Tuesday, October 18, 2016

Being the Bigger Person

A person could sit there and say that in a horrible situation, they could be the bigger person, but in reality, when a situation happens, everybody starts to feel the prickle of anger swipe through their blood stream. What do you do when your whole life is shattered by one single individual person’s words? I have always failed at letting things go.

It’s not for lack of trying.

I always like to think that I have a sensitive heart, and that when someone thinks it’s funny to put a person down, they are really only doing it because their life sucks. It’s worse when they say it in front of a five year old child. From the beginning I was always in the way. I stepped in to help, but being that I am the outsider I was the number one target.

It hurt my five year old, and it hurt me. I wanted so badly to scream and cuss. I wanted to cry, hadn’t I had enough of a crappy life before? Did I really do something to deserve someone else’s insecurities added to my list of failures?

We all have days where we feel incredible anger. It takes over our minds, and leaves us in a mindless daze of revenge and outrage. The biggest question is, do we hurt those around us, or simply let the anger go?

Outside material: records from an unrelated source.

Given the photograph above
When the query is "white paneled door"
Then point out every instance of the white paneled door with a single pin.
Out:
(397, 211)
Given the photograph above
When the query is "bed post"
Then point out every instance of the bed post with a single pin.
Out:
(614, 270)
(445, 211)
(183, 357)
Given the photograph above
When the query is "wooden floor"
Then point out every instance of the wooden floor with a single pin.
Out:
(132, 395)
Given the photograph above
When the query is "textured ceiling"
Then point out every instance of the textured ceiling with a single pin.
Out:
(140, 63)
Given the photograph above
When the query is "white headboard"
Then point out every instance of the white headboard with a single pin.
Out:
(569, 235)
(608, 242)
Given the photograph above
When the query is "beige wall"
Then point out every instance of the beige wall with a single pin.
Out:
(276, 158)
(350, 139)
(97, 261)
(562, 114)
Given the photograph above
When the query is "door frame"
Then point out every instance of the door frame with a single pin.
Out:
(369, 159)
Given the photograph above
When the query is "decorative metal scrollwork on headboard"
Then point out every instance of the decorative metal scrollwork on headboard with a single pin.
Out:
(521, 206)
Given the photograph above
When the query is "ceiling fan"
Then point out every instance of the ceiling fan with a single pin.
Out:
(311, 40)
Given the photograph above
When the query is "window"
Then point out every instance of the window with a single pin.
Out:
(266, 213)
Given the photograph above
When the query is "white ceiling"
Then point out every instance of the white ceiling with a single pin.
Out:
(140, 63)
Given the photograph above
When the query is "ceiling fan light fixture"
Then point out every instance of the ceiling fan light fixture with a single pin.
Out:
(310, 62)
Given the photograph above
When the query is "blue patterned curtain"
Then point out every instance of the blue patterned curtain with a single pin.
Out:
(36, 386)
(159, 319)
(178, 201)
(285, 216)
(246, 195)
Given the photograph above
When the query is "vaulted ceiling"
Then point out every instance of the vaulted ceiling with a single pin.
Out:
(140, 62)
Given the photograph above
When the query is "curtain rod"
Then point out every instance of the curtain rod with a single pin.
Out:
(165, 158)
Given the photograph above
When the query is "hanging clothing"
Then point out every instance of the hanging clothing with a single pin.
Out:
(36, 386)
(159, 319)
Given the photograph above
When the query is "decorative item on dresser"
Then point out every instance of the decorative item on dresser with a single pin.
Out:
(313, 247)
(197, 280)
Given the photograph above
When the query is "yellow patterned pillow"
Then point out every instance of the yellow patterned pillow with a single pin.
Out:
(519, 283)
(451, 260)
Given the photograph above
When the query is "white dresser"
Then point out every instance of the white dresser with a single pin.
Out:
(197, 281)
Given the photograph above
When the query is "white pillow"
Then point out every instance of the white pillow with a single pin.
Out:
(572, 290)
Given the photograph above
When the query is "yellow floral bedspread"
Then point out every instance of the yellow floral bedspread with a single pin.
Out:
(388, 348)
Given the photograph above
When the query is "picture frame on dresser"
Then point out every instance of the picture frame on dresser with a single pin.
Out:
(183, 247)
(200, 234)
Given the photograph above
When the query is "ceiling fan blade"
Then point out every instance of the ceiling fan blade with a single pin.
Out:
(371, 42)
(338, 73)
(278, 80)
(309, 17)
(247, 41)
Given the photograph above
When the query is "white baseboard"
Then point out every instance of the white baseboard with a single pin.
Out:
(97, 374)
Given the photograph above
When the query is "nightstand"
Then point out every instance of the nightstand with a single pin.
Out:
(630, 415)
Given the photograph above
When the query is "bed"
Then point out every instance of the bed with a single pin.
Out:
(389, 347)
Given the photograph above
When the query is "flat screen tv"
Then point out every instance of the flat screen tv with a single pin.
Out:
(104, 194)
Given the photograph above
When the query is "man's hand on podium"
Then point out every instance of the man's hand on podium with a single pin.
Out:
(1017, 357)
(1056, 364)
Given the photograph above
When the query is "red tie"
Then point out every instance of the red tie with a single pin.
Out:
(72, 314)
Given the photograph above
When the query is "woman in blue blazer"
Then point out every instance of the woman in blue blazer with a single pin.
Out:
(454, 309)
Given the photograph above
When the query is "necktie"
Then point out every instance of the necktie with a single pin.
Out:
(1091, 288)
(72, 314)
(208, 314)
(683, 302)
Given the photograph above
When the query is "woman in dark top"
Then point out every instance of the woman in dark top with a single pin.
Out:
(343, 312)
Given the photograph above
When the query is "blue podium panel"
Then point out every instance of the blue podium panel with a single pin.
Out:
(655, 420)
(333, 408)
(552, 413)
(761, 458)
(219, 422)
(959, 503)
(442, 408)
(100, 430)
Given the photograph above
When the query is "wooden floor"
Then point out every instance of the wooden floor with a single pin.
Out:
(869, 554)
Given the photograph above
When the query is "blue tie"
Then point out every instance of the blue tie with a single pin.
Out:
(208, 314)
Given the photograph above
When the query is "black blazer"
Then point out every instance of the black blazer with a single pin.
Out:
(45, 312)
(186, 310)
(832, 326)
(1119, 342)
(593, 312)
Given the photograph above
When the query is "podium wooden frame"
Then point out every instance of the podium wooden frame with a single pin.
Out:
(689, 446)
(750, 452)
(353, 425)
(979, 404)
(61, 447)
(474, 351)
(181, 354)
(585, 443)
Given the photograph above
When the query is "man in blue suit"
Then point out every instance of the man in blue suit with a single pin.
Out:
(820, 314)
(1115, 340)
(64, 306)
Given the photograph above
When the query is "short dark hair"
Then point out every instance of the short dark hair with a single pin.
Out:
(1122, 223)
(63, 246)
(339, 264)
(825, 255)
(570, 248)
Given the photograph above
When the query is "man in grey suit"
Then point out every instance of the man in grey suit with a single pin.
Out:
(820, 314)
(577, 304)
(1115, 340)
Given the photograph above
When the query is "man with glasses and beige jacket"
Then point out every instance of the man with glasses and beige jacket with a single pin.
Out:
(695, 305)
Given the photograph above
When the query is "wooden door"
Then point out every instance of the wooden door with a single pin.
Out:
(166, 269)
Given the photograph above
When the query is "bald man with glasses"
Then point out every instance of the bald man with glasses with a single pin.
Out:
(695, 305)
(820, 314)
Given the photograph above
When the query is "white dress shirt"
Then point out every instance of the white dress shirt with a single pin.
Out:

I wish I could say that I was the bigger person in every bad situation, but then I would have to add being a liar to my list of flaws. I want to say something. I want send a text, a message, or a phone call and tell them to keep their life to themselves, and that if they had a problem with me to simply tell me rather than spewing my name to the world and to a child.

When you tell a child something nasty about another person you are only adding to their hurt. I know this game though. I know the challenge you can face when trying to correct a person’s wrong. Even if your intentions are pure good, someone can change that and in the end you lose control, or become the bad person. I don’t want to lower myself in any way. I want to be better, do better, and show my five year old better.


I have to do something right, and the only way to do that is to step out of the immature shadow that was thrust my way and step into the light of a parent, the shoes that sometimes are too hard to fill, but have to in order to make sure that my daughter never feels that it is okay to follow in the footsteps of a bully, into the life of someone insecure.